By Abner Barrera Rivera on May 6, 2021

The journalist Arleen Rodríguez wrote in 2007 that “there are at least 2,000 journalists who request an interview with Fidel each year.”

What would Fidel’s life have been like if he had granted even 10% of those interview requests each year?  And, to this, it is necessary to add that there was no trip that he took outside of Cuba where there was not a crowd of representatives of different media and different countries, all wanting just a minute of his attention, which would have vaulted them professionally higher.

In an Extraordinary Commemorative  50th Anniversary Session of the General Assembly of the United Nations,  on October 22, 1995, Fidel Castro gave a fascinating and electrifying speech, classified later as historic by both friends and adversaries.  Before he left New York, and after long days of work with very little rest, Fidel participated in an interview on Telemundo for a program by the journalist Maria Elvira Salazar, the daughter of Cubans who had fled the island in 1959.  For Salazar, already known in those days as an incendiary counter-revolutionary, the meeting with the Cuban leader was the most wished-for achievement of her career. This is how she introduced Fidel: “We appreciate very much that you have come to speak for the first time on Spanish-language television in the United States.  As I explained to you, this program reaches 30 million Hispanics in the United States … and we are grateful that you have taken the trouble come to talk to us.”
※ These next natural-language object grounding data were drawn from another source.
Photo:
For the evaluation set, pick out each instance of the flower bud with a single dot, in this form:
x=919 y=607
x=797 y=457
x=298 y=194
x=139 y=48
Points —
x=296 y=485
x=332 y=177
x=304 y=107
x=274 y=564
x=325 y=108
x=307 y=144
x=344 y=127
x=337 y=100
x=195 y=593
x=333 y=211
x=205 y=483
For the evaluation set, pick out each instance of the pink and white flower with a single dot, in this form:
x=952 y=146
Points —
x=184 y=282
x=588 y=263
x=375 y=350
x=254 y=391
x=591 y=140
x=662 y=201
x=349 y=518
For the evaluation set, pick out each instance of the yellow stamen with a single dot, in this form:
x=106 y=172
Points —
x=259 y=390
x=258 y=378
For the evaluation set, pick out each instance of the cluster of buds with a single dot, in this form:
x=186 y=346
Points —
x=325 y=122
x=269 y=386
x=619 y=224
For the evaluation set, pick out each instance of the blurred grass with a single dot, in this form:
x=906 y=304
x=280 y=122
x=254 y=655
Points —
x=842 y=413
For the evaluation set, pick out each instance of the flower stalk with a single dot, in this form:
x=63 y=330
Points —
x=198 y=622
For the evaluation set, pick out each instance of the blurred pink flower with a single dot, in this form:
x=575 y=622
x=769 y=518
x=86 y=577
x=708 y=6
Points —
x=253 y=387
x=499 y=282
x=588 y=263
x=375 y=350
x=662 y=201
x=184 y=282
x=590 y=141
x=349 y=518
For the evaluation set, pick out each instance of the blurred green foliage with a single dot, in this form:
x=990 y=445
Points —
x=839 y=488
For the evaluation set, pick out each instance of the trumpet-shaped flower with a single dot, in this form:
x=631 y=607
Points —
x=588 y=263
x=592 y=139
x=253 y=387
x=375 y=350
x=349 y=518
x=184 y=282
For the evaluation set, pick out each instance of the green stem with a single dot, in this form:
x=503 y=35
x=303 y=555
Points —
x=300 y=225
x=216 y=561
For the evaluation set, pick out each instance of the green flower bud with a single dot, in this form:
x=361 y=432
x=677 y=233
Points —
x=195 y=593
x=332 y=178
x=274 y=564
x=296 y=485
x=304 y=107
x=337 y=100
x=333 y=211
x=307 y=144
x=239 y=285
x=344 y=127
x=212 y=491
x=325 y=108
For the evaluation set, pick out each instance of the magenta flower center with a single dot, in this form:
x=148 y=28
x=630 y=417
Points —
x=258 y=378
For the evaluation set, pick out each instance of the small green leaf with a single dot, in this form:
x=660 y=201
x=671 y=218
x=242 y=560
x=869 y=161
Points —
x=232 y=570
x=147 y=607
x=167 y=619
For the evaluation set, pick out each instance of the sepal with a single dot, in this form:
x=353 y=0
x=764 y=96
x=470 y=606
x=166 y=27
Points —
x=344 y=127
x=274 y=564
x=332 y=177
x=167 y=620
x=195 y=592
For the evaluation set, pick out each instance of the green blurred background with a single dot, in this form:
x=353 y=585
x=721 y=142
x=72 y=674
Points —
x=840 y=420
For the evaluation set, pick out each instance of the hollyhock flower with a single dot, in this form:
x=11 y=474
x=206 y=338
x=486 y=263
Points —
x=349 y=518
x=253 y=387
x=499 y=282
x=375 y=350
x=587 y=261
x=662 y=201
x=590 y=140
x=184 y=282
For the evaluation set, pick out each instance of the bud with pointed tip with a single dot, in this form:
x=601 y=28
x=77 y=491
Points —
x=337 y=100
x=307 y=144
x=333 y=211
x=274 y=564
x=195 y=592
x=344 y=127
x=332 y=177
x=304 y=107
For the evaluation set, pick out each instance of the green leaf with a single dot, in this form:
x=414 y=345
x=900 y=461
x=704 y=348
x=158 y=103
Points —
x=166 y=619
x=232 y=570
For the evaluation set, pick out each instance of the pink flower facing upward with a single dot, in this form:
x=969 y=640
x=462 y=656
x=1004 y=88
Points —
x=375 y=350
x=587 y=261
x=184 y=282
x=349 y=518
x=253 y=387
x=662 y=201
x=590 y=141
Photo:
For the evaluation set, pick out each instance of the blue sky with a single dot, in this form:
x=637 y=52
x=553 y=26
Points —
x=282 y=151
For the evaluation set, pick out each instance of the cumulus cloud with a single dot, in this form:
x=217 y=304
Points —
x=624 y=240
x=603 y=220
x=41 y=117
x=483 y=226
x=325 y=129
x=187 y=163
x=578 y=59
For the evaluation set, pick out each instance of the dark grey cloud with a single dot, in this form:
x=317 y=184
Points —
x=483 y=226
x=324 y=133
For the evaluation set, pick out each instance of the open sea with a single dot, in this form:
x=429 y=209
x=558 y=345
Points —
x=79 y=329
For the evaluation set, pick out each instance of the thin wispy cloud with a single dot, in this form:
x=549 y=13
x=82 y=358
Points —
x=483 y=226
The questions were about human rights, democracy, freedom of expression, multi-party systems, political prisoners, elections, and migration; it was thought that Salazar would be incisive and crushing, that she would make the Cuban leader uncomfortable with her questions and give him a bad time.  What actually occurred is that this was a relaxing moment for Fidel on his way back to Cuba; he never showed any sign of pressure or any doubt; he didn’t avoid any questions and he treated her with delicacy and he joked with her.  As he put forward his arguments, Salazar’s face transformed, she began by always calling him Comandante and to tilt her face toward him in a devoted way; her previous history of irreverent counter-revolutionary attacks vanished in seconds.  In an international context in which neoliberalism was rampant, and when Cuba was in the worst of the Special Period, Fidel demonstrated the failure of capitalism and the importance of defending socialist ideas.

Toward the end of the interview, Salazar, who today is a Republican Congress woman from Florida and openly supports the counter-revolutionaries in Cuba, asked about “dissidents” and Comandante Fidel told her that there are people who support the US blockade and want to destroy the Revolution, that dissidence is a profession, that they receive aid from the United States in money, resources, and political support; they are enemies of their country.  The journalist, a star in Miami, was dumbfounded; she looked at him with her eyes bugging out and she moved and shifted around in her chair because she knew that she was posing for posterity at the side of a Giant.

What happened in that interview was what Roberto Fernandez Retamar once described: “Fidel was a man who had tremendous force, but at the same time great delicacy, and this, along with his intelligence, made him a true snake charmer.  It was difficult for anyone to get close to Fidel and not be magnetized, conquered by his personality.”